Méditation quotidienne – Psaumes 61

*Veuillez noter que la numérotation des versets diffère d’une version à l’autre.

Je vous invite à faire la lecture du psaume 61 :

Au chef de chœur. Sur instrument à cordes. De David. Dieu ! écoute mon cri, Sois attentif à ma prière ! Du bout de la terre je crie à toi, le cœur abattu ; Conduis-moi sur le rocher trop élevé pour moi ! Car tu es pour moi un refuge, Une tour forte, en face de l’ennemi. Je voudrais séjourner éternellement dans ta tente, Me réfugier à l’abri de tes ailes. Pause. Car toi, ô Dieu ! tu écoutes mes vœux, Tu (me) donnes l’héritage de ceux qui craignent ton nom. Ajoute des jours aux jours du roi ; Que ses années se prolongent de génération en génération ! Qu’il siège pour toujours devant Dieu ! Fais que ta bienveillance et ta vérité veillent sur lui ! Oui, je psalmodierai sans cesse en l’honneur de ton nom, En accomplissant mes vœux jour après jour ! (Psaumes 61.1-9)

Ce psaume davidique laisse paraître certaines circonstances que David trouvait pénibles. Il crie à Dieu (Psaumes 61.2-3), mais du bout de la terre (Psaumes 61.3). À l’époque où le culte à Dieu passait par la ville de Jérusalem, il est possible que David se trouvât loin de ce lieu saint. Cette distance laisse toutefois entrevoir un sentiment. David se sentait loin de Dieu. Le roi était abattu, déprimé.

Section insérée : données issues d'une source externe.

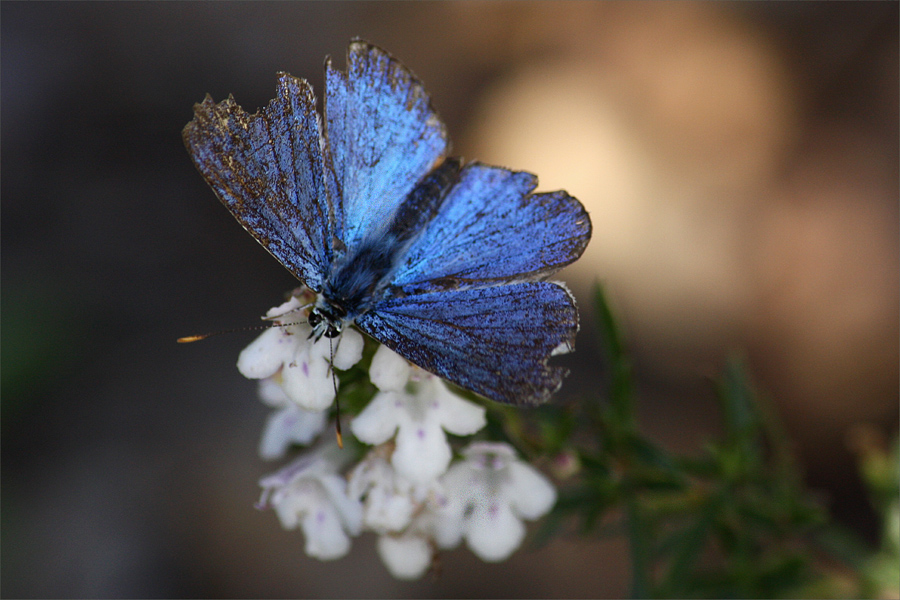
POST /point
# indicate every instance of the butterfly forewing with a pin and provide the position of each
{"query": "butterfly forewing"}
(491, 231)
(383, 135)
(268, 169)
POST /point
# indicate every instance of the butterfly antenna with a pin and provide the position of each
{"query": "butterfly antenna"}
(337, 400)
(287, 312)
(196, 338)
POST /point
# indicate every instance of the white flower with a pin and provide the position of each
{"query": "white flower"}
(417, 407)
(405, 556)
(289, 424)
(386, 496)
(310, 494)
(488, 494)
(303, 363)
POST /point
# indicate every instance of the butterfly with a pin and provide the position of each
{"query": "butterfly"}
(443, 262)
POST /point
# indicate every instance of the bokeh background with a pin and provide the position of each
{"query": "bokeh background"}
(739, 161)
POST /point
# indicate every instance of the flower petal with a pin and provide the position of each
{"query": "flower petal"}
(457, 415)
(266, 354)
(287, 426)
(348, 351)
(530, 494)
(423, 452)
(325, 536)
(389, 371)
(307, 382)
(406, 557)
(493, 532)
(378, 421)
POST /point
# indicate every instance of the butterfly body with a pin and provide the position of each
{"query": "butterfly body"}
(442, 262)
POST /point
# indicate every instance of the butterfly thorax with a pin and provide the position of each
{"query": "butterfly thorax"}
(361, 278)
(355, 285)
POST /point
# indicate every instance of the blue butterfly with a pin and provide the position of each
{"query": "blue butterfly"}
(442, 262)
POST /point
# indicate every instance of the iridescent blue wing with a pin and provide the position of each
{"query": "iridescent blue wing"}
(268, 169)
(491, 230)
(462, 302)
(383, 137)
(493, 341)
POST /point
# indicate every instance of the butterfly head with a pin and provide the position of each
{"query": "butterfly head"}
(325, 321)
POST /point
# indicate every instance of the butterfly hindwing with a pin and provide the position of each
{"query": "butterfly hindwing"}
(491, 230)
(268, 169)
(494, 341)
(383, 137)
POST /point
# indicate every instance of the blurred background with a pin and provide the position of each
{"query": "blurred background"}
(739, 161)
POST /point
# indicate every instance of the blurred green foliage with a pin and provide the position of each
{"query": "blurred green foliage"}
(734, 522)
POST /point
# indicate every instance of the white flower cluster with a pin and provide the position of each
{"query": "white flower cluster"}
(407, 489)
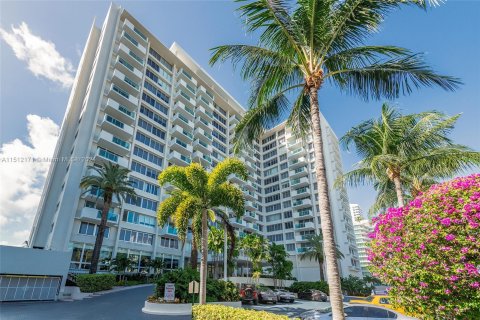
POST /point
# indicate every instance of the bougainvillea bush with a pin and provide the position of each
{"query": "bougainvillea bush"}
(429, 251)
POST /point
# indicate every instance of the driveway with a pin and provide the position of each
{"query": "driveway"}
(290, 309)
(126, 304)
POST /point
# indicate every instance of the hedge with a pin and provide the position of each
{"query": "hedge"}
(218, 312)
(95, 282)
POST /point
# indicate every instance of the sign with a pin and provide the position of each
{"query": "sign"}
(169, 292)
(193, 287)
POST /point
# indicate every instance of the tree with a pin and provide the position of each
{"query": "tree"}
(196, 192)
(121, 264)
(316, 252)
(216, 240)
(255, 247)
(280, 267)
(403, 154)
(110, 181)
(307, 44)
(429, 251)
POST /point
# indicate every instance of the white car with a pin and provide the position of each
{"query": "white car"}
(356, 312)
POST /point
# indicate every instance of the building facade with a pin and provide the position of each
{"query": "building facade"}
(362, 228)
(144, 106)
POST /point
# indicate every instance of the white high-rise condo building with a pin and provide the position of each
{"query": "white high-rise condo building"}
(144, 106)
(362, 228)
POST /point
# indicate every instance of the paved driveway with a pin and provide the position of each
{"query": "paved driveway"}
(120, 305)
(290, 309)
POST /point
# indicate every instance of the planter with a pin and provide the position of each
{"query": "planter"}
(170, 309)
(167, 309)
(233, 304)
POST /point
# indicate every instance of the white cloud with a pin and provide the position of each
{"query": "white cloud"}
(42, 59)
(22, 182)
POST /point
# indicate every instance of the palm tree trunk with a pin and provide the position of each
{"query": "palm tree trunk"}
(100, 234)
(333, 275)
(398, 190)
(194, 253)
(203, 263)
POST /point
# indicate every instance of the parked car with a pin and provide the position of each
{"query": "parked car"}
(249, 294)
(356, 313)
(266, 295)
(312, 294)
(284, 295)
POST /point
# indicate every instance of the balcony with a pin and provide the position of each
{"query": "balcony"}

Dans sa supplication, il demande au Seigneur de le relever, de le conduire sur un rocher trop élevé pour lui.

Frères et sœurs, si vous vous sentez loin du Seigneur et que vous êtes incapables de faire le prochain pas, de gravir la prochaine étape, criez au Seigneur. Suppliez-le de vous conduire vers ce rocher trop élevé pour vous. Pourquoi? Parce que ce rocher, c’est Dieu lui-même. Parce que même dans cet état, le Seigneur demeure votre refuge, votre seul refuge (Psaumes 61.4) à l’abri des ennemis, de ceux qui, dans un mouvement d’opposition à Dieu, s’en prennent à vous. En réalité, avant de nous élever vers lui, notre Dieu s’est abaissé vers nous dans la personne de son Fils.

David passe de la supplication à l’aspiration. Sa sécurité est en Dieu (Psaumes 61.5). Les tentes sont l’expression de la communion (Genèse 9.27; Nombres 24.5). Le tabernacle (appelé aussi « tente ») est probablement en vue ici. Ce qui importe, c’est de savoir que notre sécurité n’est pas seulement d’être protégés des ennemis, mais aussi d’être en communion avec notre Dieu.

On constate que la confiance de David envers le Seigneur s’accroît dans la prière. Lorsque nous venons devant le Seigneur et que nous lui exposons notre cause, notre foi est alimentée (Philippiens 4.6-7).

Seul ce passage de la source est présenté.